Overview
RVFI is identified in the evidence as the RISC-V Formal Interface standard. In TestRIG, RVFI is used to observe the change in state after each instruction of the RISC-V implementation under test. This makes RVFI a trace/reporting interface for comparing how an implementation behaves against a model or simulator at instruction granularity.
Role in TestRIG
TestRIG is a randomized testing framework for RISC-V implementations. Its workflow generates random instruction sequences, executes the same sequences on the model and the implementation under test, and compares execution traces in tandem execution. The cited paper emphasizes that this approach does not prove equivalence, but it can demonstrate divergence and is usable during development.

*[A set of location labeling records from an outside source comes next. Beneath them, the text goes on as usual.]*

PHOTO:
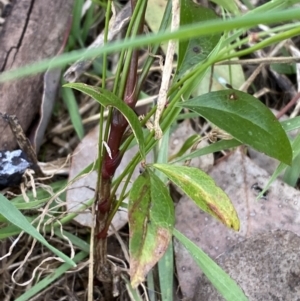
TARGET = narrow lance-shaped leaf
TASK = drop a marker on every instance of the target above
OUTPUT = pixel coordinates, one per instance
(246, 119)
(202, 189)
(220, 280)
(151, 221)
(107, 98)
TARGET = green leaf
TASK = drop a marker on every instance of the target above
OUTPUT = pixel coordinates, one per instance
(202, 189)
(107, 98)
(291, 124)
(13, 215)
(212, 148)
(229, 5)
(196, 50)
(46, 282)
(225, 285)
(246, 119)
(151, 221)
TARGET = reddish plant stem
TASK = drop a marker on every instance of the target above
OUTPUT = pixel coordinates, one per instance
(111, 161)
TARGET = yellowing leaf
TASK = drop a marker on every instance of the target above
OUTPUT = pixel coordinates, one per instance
(202, 189)
(151, 221)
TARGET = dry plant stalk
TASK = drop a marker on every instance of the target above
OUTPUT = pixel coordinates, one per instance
(167, 72)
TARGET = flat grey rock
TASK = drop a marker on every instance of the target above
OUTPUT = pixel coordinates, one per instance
(266, 267)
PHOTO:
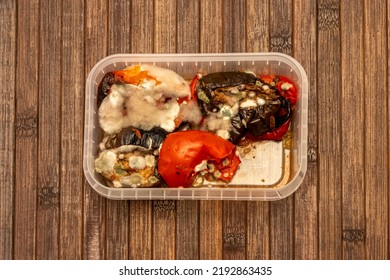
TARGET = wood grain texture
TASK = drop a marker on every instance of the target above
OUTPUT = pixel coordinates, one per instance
(233, 27)
(164, 229)
(280, 26)
(257, 40)
(211, 26)
(71, 194)
(26, 130)
(234, 212)
(376, 125)
(306, 198)
(165, 28)
(164, 212)
(48, 210)
(141, 212)
(50, 77)
(329, 146)
(7, 124)
(352, 113)
(187, 217)
(210, 212)
(210, 230)
(95, 43)
(281, 212)
(117, 219)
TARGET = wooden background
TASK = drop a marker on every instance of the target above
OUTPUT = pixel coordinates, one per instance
(48, 211)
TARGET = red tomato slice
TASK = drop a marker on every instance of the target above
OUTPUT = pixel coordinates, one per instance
(193, 87)
(183, 151)
(287, 89)
(285, 86)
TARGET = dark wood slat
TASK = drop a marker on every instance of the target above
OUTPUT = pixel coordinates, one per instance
(258, 231)
(187, 220)
(7, 124)
(233, 27)
(165, 31)
(377, 125)
(50, 79)
(210, 216)
(117, 220)
(26, 130)
(95, 43)
(211, 26)
(210, 230)
(187, 230)
(234, 212)
(329, 146)
(73, 91)
(257, 40)
(281, 212)
(306, 199)
(164, 212)
(280, 26)
(352, 112)
(257, 26)
(164, 230)
(140, 243)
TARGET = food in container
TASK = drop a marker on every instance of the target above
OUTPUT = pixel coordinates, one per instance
(266, 171)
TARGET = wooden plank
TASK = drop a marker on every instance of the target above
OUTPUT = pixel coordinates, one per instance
(50, 79)
(7, 124)
(117, 219)
(96, 33)
(210, 230)
(165, 26)
(187, 219)
(257, 40)
(376, 130)
(306, 199)
(352, 135)
(211, 26)
(72, 114)
(257, 26)
(26, 129)
(164, 234)
(234, 212)
(140, 244)
(329, 150)
(233, 27)
(280, 26)
(164, 212)
(210, 217)
(281, 212)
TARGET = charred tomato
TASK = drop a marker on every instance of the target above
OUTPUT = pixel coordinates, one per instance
(186, 154)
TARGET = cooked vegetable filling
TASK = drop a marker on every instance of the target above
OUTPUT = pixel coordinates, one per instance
(160, 130)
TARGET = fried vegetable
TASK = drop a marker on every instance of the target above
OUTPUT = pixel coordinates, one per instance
(250, 105)
(186, 154)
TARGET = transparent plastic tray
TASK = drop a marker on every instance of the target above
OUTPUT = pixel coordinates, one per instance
(269, 171)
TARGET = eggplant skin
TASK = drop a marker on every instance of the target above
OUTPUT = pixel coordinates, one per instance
(216, 80)
(104, 87)
(243, 90)
(150, 139)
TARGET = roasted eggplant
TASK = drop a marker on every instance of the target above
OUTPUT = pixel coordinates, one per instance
(236, 104)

Within that workflow, RVFI supplies the observation side: TestRIG uses the RISC-V Formal Interface standard to observe the architectural state change after each instruction. Test injection is handled separately by Direct Instruction Injection, where the next instruction is supplied by the test harness rather than fetched normally according to the CPU program counter.
Relationship to RVFI-DII
RVFI-DII appears in the evidence as an interface/replay context connected to TestRIG traces. In the evaluation flow described for RISCV-DV, TestRIG traces are produced from the Spike simulator executing tests and then replayed through RVFI-DII while measuring Sail RISC-V model coverage.
Verification use cases
The evidence supports two main RVFI-related verification patterns:
- Trace-equivalence testing: TestRIG compares execution traces from an executable formal model, software ISA simulator, or simulated hardware design. RVFI provides per-instruction state observations from the implementation under test.

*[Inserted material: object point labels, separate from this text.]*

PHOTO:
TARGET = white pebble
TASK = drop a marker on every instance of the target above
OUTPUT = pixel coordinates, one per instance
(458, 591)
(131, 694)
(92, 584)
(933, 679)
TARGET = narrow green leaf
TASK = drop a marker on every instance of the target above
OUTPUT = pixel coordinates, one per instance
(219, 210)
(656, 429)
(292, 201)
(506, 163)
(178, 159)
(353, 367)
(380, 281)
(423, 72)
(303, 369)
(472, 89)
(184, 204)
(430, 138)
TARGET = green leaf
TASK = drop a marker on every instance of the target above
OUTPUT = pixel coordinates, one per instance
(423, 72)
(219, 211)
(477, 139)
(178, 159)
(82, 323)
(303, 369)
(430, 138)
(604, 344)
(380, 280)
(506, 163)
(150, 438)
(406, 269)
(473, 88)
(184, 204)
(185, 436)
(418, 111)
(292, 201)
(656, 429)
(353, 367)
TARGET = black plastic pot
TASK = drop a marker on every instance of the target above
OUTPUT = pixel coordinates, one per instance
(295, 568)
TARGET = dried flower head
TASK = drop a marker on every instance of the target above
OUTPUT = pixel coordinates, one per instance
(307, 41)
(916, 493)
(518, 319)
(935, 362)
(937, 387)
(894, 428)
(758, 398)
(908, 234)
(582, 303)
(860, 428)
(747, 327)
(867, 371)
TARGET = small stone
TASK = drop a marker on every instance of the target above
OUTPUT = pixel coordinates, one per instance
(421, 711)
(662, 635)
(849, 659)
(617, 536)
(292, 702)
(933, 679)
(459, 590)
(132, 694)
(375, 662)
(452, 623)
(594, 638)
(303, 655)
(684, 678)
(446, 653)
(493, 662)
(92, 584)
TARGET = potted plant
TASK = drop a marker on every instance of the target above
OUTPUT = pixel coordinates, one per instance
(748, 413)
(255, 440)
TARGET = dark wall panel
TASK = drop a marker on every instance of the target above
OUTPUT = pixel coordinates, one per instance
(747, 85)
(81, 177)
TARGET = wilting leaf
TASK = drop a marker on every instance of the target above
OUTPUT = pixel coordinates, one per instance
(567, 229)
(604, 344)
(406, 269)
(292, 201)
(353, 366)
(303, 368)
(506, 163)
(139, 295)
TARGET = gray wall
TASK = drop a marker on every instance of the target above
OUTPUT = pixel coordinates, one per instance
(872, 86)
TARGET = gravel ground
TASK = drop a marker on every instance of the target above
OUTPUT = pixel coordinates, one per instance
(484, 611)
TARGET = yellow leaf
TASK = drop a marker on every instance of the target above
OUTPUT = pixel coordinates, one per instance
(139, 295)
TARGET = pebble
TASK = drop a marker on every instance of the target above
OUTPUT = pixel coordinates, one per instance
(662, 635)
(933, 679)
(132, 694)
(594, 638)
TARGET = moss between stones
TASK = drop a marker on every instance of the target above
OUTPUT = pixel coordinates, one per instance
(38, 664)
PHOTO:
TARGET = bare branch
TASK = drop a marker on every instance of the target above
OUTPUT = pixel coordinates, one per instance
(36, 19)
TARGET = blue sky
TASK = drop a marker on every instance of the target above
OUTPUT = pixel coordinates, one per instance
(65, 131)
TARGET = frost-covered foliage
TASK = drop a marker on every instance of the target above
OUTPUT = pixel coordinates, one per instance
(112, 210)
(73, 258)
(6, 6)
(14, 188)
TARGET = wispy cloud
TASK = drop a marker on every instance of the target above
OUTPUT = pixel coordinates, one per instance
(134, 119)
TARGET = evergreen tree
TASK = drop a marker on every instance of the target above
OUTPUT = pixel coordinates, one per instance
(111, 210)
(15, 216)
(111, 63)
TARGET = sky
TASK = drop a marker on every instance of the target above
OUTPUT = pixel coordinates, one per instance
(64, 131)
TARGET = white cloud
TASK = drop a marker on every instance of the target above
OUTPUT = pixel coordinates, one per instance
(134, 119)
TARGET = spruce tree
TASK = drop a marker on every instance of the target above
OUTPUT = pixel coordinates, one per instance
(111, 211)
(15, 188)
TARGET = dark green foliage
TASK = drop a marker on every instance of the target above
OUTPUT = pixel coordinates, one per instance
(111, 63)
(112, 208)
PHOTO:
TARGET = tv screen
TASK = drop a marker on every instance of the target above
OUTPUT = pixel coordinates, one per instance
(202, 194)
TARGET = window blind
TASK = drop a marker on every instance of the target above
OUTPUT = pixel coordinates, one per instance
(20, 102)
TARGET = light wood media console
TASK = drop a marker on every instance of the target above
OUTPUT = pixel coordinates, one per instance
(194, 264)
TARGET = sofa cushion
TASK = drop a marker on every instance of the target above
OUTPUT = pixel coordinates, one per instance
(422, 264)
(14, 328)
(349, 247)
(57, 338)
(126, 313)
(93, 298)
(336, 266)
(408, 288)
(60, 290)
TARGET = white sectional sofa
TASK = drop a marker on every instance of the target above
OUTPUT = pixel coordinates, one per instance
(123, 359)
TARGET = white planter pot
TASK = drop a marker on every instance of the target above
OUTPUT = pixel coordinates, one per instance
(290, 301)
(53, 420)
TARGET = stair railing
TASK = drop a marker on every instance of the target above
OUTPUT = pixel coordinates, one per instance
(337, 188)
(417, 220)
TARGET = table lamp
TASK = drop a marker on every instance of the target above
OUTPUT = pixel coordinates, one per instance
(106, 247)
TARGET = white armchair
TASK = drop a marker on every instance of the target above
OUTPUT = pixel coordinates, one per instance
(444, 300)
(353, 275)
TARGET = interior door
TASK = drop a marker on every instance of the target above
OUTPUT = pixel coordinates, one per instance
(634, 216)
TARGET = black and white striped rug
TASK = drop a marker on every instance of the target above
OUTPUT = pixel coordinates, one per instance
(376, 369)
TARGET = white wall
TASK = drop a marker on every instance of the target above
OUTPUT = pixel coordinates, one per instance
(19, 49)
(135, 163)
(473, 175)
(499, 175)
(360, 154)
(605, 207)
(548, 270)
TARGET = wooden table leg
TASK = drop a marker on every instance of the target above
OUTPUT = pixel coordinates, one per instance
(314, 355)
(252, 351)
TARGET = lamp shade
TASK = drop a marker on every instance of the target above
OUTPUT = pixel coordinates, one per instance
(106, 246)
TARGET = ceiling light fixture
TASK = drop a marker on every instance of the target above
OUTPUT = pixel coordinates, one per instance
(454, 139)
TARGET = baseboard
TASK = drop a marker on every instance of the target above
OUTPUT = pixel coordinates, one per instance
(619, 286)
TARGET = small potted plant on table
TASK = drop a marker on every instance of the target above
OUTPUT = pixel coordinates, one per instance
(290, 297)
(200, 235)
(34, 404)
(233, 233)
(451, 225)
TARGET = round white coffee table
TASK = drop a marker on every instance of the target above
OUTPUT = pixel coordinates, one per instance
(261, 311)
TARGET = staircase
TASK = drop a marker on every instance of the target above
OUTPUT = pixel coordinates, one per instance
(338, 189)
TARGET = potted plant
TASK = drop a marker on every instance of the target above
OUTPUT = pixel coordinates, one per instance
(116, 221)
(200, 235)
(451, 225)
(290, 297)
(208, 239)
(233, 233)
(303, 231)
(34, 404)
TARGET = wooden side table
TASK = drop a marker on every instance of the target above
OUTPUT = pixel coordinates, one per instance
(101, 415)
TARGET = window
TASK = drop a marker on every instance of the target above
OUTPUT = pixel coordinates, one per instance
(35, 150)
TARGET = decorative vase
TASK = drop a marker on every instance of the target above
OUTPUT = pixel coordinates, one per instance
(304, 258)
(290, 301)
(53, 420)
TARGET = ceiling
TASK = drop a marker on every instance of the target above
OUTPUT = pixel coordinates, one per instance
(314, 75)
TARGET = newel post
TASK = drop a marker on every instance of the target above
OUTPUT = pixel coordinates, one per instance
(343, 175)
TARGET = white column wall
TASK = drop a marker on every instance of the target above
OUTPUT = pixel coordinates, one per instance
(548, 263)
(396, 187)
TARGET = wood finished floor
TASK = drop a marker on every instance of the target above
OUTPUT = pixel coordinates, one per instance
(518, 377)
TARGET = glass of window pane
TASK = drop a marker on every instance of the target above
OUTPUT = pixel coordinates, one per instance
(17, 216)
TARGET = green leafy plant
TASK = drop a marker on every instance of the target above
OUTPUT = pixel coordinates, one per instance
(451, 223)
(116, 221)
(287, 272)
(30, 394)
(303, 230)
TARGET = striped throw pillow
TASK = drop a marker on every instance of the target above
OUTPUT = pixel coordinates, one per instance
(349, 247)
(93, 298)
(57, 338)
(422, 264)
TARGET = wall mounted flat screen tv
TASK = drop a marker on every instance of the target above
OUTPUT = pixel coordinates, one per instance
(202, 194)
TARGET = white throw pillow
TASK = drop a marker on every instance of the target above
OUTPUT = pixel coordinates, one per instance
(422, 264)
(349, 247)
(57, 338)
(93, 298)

- Regression from counterexamples: TestRIG can convert instruction traces to and from a human-readable format and use saved traces as regression tests for previous counterexamples.
RISCV-Formal context
A public arXiv summary for CIll describes evaluation within the RISCV-Formal framework and notes that M-extension instructions were proved against the RVFI ALTOPS substitute semantics provided by RISCV-Formal. This indicates that RVFI is also relevant as a semantic interface in formal RISC-V verification workflows beyond randomized tandem testing.